Usually, I have money on hand in annual cycles – because I save for my annual 10% mortgage pre-payment (though last year I only managed to save for 8% – boo!). So if something happens in the months leading up to the payment, I’m good for money. But if something happens right AFTER that payment, I’m tapped, and would need to draw on the RRSP.
Savings vs. Paying off credit cards:
Mathematically, it makes sense to pay off the expensive CC debt instead of putting it in an emergency savings account, especially since bank interest, pre TSFA, is taxable… reducing the amount of interest you receive even more!
BUT, and it’s a BIG but – your credit card may not always be available. The credit card company may decide (especially with the current ‘credit crunch’) to reduce your credit limit at any time – and possibly at the worst time… say, you lose your job! So paying a premium to ensure you have the emergency fund available to you may make sense. Personally, I wouldn’t feel comfortable depending on credit cards for an emergency.
November 3, 2008 at 10:37 pm
geoff and dina-
while dollar and cents wise you may be ’saving’ by paying off the debt first, but what’s next.
it’s logic versus the fact that you are a human being. guess who wins!
if it’s not paying off the debt what will be the next reason for not saving. while everyone may be well intentioned, it’s true and you’ll never save cuz by then you will need a new car, kids schooling etc and the debt cycle will never end! you will pay off one debt while incurring another. you have to get ahead of your self by saving.
consider it insurance. most fork over a good chunk every month. consider your saving account a payment into your own personal critical insurance plan. get a quote of critical insurance and work it into your budget and pay yourself!
you’ll never get ahead of your spending if you don’t save. we had to buy a family car this year. it felt good to pay for a $10,000 car in cash. the people didn’t believe us when we declined their loan offers. we could have $10,000 off our mortgage, true, but we’d have a car loan instead at a higher rate. and we wouldn’t have that nice happy feeling either.
November 3, 2008 at 10:44 pm
I don’t think you need to choose between paying off debt and building the emergency fund.

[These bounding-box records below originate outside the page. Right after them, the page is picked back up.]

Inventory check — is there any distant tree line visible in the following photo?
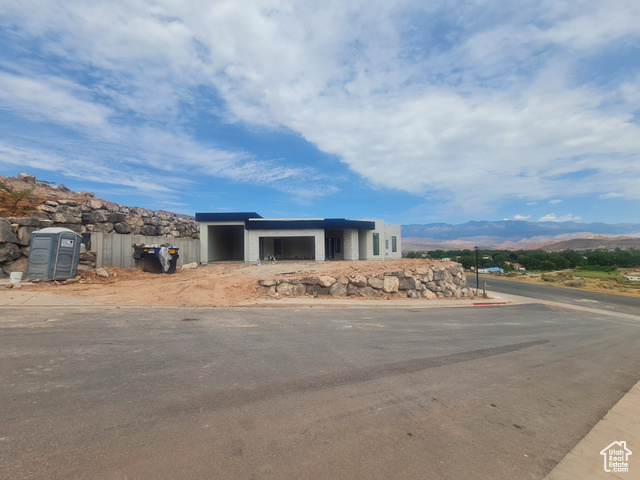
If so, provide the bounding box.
[406,249,640,272]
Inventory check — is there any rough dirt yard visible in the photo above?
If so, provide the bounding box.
[13,259,456,307]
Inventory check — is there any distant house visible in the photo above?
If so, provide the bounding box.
[196,212,402,263]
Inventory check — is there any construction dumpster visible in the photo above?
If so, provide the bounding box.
[133,244,180,273]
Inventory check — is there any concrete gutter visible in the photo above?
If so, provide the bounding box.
[545,382,640,480]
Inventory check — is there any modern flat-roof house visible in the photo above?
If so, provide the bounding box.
[196,212,401,263]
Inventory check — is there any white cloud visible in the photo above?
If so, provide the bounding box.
[0,71,112,128]
[0,0,640,213]
[598,192,622,199]
[538,213,582,222]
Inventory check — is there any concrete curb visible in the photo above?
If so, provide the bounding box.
[545,382,640,480]
[0,289,522,308]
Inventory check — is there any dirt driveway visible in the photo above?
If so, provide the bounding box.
[13,259,456,307]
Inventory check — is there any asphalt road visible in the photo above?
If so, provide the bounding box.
[467,275,640,315]
[0,304,640,480]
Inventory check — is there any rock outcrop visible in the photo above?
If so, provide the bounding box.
[258,263,473,299]
[0,173,200,277]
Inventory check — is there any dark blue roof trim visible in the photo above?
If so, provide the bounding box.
[196,212,262,222]
[245,219,376,230]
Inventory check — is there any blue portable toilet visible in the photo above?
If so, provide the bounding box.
[25,227,82,280]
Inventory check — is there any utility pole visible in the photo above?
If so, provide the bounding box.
[474,245,480,295]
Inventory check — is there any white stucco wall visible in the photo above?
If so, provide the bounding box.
[343,230,360,260]
[244,229,325,262]
[358,218,385,260]
[384,225,402,260]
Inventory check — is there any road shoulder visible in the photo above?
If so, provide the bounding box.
[545,382,640,480]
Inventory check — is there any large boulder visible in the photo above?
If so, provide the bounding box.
[398,276,416,290]
[0,218,19,243]
[0,243,22,263]
[140,225,156,237]
[18,227,38,247]
[113,222,131,234]
[329,282,347,297]
[382,275,400,293]
[18,173,36,183]
[318,275,336,287]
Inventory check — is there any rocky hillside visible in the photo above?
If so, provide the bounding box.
[0,173,199,277]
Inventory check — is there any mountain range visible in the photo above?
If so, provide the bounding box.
[402,220,640,251]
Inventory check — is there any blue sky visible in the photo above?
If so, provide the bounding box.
[0,0,640,224]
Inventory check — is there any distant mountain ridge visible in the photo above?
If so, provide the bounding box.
[402,220,640,251]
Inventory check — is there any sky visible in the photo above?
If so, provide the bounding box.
[0,0,640,224]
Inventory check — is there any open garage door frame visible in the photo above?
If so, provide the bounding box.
[207,225,244,262]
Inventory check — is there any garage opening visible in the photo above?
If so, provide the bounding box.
[208,225,244,262]
[259,237,316,260]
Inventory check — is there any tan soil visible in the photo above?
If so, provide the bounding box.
[15,259,456,307]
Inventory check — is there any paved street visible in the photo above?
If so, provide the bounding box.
[467,275,640,315]
[0,304,640,479]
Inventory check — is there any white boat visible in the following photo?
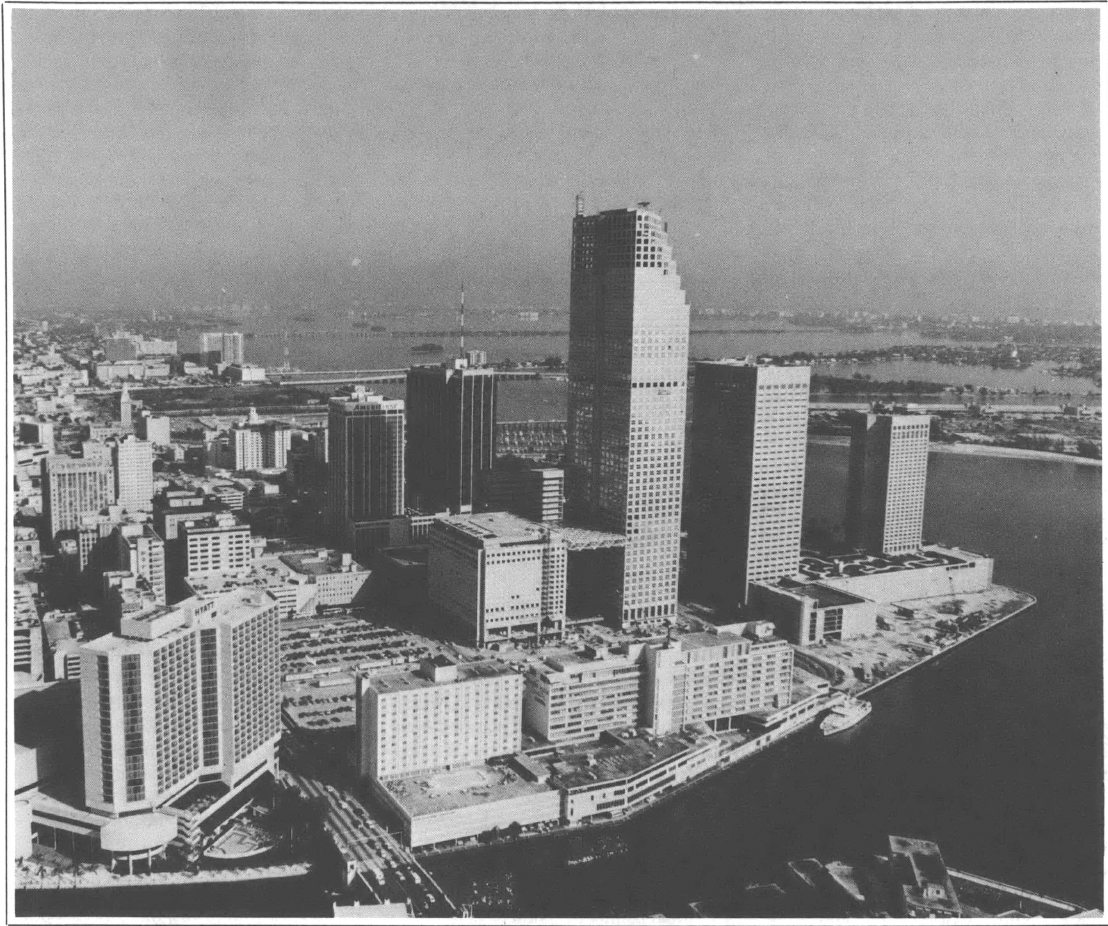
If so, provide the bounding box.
[820,698,873,737]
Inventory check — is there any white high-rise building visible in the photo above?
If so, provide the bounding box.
[847,412,931,554]
[688,360,811,607]
[357,656,523,781]
[42,455,115,543]
[566,198,689,625]
[112,436,154,512]
[81,589,280,816]
[114,524,166,605]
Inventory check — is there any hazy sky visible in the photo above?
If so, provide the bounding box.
[12,9,1100,319]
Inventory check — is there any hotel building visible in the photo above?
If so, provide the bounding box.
[688,360,811,607]
[357,656,523,781]
[406,360,496,514]
[845,412,931,555]
[81,590,280,816]
[644,621,792,733]
[523,644,645,742]
[428,512,567,646]
[566,197,689,626]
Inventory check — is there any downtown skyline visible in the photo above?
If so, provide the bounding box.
[12,10,1099,320]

Do both.
The habit of putting money away is too important to put off.
You can allocate just a small percentage of your cash to the EF while you work hard on the debt, and as the debt goes down, increase the EF savings. As jay says, relying on the credit card as the EF is not as secure as it might seem.

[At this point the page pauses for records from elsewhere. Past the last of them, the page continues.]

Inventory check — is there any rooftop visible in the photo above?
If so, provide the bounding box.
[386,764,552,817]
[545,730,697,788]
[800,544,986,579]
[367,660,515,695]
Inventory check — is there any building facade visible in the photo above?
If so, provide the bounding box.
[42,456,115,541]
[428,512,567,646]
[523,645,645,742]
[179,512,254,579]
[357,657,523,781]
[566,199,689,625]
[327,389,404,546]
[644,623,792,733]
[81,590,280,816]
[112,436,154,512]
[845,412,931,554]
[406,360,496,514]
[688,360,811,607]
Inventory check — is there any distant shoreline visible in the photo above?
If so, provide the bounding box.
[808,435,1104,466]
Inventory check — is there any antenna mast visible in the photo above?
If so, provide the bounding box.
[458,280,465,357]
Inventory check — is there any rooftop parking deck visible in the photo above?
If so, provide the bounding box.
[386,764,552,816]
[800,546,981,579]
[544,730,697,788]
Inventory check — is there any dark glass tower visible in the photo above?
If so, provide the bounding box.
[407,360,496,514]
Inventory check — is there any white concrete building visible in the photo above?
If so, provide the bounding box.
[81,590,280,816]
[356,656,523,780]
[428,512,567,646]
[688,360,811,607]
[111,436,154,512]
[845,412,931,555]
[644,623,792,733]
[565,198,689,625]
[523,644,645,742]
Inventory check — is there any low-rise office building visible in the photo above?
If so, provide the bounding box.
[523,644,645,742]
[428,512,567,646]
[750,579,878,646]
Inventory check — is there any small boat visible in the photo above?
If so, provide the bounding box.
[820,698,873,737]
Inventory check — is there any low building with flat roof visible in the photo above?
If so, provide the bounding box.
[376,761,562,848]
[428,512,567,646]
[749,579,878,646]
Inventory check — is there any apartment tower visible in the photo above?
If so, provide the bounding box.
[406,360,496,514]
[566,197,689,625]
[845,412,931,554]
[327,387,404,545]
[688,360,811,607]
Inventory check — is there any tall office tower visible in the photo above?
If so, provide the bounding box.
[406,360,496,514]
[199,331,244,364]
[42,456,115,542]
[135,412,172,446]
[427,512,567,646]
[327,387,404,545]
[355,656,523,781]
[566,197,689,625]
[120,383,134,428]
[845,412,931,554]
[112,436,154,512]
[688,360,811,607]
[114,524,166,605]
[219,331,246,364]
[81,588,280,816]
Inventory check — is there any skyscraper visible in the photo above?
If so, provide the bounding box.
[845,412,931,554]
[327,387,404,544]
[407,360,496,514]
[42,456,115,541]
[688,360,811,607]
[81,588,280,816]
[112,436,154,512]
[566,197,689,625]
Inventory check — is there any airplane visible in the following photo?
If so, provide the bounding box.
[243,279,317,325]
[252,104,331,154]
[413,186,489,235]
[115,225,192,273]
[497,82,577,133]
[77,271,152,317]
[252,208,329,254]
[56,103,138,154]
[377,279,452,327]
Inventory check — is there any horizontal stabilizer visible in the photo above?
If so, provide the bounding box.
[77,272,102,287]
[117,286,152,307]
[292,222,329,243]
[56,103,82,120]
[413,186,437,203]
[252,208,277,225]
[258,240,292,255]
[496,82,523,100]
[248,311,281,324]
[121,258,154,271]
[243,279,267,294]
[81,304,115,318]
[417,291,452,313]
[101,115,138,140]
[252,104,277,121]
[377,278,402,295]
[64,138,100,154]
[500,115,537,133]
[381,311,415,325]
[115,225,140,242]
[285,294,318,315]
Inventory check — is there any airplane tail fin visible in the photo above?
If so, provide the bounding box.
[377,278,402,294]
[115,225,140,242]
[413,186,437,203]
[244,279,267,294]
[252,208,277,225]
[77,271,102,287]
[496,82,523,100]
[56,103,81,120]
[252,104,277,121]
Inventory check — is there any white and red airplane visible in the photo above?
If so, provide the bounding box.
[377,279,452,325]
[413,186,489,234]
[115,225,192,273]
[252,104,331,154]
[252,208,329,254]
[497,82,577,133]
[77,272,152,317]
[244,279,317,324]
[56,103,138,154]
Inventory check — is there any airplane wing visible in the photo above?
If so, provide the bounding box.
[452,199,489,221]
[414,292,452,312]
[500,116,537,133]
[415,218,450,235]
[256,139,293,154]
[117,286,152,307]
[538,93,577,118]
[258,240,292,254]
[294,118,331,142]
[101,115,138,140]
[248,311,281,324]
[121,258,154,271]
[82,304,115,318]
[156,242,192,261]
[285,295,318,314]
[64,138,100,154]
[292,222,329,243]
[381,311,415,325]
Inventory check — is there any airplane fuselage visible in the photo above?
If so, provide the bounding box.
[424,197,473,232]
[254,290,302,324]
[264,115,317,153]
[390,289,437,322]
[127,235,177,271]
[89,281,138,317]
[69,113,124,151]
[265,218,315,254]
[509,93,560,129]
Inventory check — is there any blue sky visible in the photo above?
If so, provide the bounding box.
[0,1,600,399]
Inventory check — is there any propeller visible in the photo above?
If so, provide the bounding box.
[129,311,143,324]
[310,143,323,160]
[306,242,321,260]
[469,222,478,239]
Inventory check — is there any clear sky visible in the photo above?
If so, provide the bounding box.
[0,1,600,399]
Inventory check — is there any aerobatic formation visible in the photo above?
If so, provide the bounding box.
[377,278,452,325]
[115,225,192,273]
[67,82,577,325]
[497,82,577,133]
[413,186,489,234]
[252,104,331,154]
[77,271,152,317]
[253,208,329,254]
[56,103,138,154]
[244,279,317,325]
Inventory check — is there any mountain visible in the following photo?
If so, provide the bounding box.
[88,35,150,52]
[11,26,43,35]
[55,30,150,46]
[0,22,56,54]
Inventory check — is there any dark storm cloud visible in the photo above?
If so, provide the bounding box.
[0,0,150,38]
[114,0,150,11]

There is also something really heartening about having an account with a sum that keeps growing, however piddly it might be! It’s good for us, psychologically!
November 3, 2008 at 10:55 pm
I agree with Mountain Girl.
Also, because you have debt it makes it more important to have emergency fund. You need those funds to be there just in case you get laid off from work, or you need to stop working due to illness. Just because your income stop coming, you still need to make payments.
I have my saving accounts with Citizens Bank of Canada. I used to be saving with ING until after I became unhappy with its customer service. Anyway, like Gail says, find a bank that offers high interest saving accounts, and that you could be happy with. There’s no excuse not to have a saving account.
November 3, 2008 at 11:12 pm
While paying off my debt, I have managed to claw together a one-month emergency fund. Although it will probably take me about 3 years to get a six-month emergency fund, just having that small amount saved makes me feel much better than I would feel had I put everything into paying down my debt.
I hope others thinking of putting off saving for their emergency fund will consider how nice it will be on the day the debt is gone AND there is money in the bank.
January 19, 2009 at 11:23 pm
Hi
I have almost a years worth of pay in RRSP. Is it okay to think of this as my emergency savings? I just opened a TFSA to start an emergency fund, but i am also thinking that RRSP season is almost done, is it worth it to top up my RRSP’s till the end of February and then use my tax refund to start my emergency fund??